La vida y muerte de José, padre terrenal de Jesús

Después de la infancia de Jesús, muy poco se sabe sobre José en los Evangelios. Sin embargo, según antiguas tradiciones y reflexiones de importantes figuras de la Iglesia, es ampliamente aceptado que falleció antes de que Jesús comenzara su ministerio público. San Antonio de Padua, considerado Padre de la Iglesia, afirmaba que José murió cuando Jesús apenas tenía 12 años. Aunque esta edad no es un consenso universal, sí refuerza la idea de que José no estuvo presente durante la vida adulta de Jesús.

San Bernardino de Siena, un predicador muy influyente en el siglo XV, hablaba con profundo cariño de José. Contaba que murió en paz, rodeado por el amor de María y del propio Jesús. Este momento, lleno de ternura y silencio, se convirtió en un modelo de serenidad al final de la vida. Por eso, San Bernardino lo llamó “Patrono de la buena muerte”, una devoción que sigue viva en muchos lugares del mundo católico.

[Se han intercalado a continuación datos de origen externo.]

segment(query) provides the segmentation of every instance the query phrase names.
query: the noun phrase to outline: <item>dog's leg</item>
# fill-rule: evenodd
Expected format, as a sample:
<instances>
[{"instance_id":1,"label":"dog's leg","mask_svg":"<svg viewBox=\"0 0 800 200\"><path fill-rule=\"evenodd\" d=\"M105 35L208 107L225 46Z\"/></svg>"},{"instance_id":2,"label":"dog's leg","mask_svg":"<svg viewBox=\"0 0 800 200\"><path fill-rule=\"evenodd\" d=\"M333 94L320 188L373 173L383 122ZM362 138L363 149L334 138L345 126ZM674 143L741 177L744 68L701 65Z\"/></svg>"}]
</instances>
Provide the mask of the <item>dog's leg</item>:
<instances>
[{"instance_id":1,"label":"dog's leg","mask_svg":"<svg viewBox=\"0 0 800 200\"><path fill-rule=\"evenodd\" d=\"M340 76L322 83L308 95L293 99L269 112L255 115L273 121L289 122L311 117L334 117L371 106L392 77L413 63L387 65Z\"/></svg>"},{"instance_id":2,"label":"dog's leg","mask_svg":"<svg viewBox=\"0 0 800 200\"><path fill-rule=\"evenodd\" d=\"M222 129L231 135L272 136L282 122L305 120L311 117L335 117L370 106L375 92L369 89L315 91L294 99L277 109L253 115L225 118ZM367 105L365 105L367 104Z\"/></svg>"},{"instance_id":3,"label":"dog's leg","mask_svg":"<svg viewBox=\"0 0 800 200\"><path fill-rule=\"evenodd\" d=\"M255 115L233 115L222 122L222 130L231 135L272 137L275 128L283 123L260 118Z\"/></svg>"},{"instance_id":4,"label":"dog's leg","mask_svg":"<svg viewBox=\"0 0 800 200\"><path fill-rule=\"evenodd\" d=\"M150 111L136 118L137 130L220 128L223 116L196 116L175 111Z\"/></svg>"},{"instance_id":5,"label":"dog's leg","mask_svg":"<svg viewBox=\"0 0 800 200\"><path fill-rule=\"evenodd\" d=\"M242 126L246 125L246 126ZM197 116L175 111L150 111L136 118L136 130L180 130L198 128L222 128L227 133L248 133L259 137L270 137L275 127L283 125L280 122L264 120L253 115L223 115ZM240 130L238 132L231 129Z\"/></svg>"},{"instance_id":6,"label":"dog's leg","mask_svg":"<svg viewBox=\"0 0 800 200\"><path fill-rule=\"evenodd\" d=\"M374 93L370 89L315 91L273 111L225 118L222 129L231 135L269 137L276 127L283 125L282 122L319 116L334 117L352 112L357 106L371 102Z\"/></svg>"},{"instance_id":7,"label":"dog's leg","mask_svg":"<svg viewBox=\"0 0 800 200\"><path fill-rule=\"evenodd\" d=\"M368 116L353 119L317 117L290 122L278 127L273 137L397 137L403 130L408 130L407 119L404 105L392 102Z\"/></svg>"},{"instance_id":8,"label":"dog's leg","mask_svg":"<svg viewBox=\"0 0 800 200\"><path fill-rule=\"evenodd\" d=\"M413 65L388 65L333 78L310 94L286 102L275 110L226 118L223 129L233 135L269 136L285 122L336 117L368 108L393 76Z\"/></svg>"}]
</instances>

La ausencia de José en los relatos de la Pasión y la Crucifixión sugiere que ya había fallecido, lo que también explica por qué Jesús, desde la cruz, encomienda a María al cuidado de Juan. Este detalle profundo revela el papel de José como protector fiel, pero también su partida temprana, marcando su vida con humildad y discreción.

Hoy, muchos creyentes miran a José no solo como padre cuidador, sino como ejemplo de entrega silenciosa y confianza en Dios. Su muerte, tranquila y acompañada, sigue siendo un consuelo para quienes esperan partir de este mundo con paz, como él lo hizo.